13 February 2021

Peace

I've made peace with the possibility that I will not find love in this life, and that I will die as I have lived-not wanting to be alone, but being alone and not by choice. What comes so easily for others has been unatainable for me. In 3 weeks I will be 58 years old. If it's been hard this long, I can't imagine it will suddenly become easy. I can't imagine that a younger woman will want to date or marry a man my age who wants kids. I'm just being realistic-though it doesn't mean I've stopped trying. I was talking to a friend a few years ago, a biblical scholar who has studied not only the Bible, but also the Q'uran and the Torah. She was telling me that the idea of reincarnation was desperately expunged from the Bible by the Catholic church.
Though I'm a Christian, I've always wondered about reincarnation.
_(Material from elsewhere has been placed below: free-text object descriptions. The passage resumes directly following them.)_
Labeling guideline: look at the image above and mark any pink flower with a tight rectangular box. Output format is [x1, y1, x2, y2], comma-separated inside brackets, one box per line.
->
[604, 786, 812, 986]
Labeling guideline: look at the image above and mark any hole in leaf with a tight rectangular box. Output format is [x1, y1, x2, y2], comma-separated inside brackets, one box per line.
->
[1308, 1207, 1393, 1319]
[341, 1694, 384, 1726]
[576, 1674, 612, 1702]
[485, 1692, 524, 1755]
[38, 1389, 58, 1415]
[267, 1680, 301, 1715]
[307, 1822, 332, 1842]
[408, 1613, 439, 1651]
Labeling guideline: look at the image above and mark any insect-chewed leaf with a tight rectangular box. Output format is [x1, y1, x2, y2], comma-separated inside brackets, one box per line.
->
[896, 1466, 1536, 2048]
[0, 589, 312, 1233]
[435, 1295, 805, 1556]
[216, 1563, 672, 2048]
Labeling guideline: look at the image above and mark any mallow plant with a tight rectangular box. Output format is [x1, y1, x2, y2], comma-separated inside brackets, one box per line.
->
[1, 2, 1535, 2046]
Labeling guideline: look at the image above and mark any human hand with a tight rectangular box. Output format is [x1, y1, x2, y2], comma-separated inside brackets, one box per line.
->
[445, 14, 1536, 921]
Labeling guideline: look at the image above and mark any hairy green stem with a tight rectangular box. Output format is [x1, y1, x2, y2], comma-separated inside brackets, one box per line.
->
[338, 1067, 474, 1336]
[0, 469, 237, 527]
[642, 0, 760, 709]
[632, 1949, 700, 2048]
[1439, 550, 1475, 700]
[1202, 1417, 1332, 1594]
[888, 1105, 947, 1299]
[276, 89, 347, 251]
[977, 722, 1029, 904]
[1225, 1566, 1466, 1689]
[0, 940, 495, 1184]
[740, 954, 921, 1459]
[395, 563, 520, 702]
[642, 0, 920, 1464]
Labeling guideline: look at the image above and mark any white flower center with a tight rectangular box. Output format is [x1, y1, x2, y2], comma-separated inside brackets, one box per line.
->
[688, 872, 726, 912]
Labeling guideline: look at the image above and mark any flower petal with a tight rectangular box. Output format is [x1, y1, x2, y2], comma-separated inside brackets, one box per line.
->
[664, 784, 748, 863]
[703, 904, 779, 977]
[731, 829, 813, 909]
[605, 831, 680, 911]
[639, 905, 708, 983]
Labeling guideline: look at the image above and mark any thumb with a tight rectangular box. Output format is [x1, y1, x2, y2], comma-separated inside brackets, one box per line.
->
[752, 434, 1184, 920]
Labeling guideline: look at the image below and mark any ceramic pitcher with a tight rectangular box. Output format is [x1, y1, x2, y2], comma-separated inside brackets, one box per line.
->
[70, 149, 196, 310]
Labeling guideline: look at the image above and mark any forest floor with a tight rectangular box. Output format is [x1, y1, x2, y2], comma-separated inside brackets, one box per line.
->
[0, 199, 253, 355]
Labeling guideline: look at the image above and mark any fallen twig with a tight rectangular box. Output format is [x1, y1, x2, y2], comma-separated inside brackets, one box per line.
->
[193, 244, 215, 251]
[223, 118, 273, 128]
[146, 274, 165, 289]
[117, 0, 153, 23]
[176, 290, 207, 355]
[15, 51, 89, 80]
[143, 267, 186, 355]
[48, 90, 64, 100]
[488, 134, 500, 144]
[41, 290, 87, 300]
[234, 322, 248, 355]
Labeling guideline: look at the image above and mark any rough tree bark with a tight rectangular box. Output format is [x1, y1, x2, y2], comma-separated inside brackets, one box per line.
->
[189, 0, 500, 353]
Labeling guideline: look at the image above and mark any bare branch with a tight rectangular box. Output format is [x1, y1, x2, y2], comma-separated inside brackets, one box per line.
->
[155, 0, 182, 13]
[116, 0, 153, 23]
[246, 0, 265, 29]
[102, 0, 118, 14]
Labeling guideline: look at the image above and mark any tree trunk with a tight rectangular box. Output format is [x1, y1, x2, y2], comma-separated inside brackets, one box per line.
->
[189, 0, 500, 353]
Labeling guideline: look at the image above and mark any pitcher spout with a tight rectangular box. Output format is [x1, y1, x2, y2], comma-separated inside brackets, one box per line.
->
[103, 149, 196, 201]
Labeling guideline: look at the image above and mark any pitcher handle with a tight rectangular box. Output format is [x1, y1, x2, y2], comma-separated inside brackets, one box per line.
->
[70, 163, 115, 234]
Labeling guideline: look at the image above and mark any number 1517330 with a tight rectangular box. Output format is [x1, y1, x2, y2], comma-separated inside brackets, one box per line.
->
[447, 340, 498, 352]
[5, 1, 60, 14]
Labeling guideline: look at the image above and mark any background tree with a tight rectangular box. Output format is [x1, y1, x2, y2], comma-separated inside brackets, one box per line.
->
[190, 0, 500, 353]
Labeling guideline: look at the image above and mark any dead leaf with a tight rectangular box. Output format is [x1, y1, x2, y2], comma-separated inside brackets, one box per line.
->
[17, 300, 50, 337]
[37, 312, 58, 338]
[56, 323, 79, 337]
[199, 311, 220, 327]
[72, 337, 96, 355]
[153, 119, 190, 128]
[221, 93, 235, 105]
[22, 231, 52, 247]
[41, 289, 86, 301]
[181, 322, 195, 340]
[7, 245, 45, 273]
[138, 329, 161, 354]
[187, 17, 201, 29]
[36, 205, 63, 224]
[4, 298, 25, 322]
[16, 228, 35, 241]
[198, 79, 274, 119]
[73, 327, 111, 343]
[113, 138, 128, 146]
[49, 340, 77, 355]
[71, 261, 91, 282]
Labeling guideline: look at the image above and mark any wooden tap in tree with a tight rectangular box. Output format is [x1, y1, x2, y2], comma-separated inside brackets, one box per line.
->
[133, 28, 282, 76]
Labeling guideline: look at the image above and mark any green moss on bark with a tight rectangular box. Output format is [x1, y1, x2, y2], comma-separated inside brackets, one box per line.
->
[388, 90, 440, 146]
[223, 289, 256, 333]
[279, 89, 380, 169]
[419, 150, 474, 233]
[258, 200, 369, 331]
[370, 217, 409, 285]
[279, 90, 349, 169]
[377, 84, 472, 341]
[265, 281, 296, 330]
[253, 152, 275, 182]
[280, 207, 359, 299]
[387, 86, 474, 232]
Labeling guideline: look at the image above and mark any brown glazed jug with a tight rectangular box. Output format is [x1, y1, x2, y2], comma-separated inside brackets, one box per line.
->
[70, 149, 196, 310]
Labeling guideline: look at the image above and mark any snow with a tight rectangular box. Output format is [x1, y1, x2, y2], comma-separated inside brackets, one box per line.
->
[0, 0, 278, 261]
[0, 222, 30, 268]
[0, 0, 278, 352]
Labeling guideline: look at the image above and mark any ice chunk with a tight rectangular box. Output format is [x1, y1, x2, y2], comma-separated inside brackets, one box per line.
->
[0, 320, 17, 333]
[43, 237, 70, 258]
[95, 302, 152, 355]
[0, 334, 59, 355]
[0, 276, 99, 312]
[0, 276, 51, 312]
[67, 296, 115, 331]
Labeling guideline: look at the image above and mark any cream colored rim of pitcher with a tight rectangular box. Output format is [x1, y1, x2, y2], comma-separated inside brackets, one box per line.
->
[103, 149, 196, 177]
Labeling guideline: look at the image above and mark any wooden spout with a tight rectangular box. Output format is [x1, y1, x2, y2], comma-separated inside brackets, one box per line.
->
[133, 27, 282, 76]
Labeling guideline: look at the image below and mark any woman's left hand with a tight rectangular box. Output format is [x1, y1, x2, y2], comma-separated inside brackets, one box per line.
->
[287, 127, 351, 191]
If there is such a thing as reincarnation, then I'm convinced my next life will be much better than this one. I say that because I'm such a good person-or at least I try to be. I'm loving, I'm giving, I'm thoughtful, I'm kind, I'm not argumentative. I try to be as friendly and as thoughtful and as cool a person as I could possibly be, and hopefully my next life will be my reward. so I'm basically biding my time until God is ready. I'm also convinced that this life is due to how I may have lived and treated people in a past life.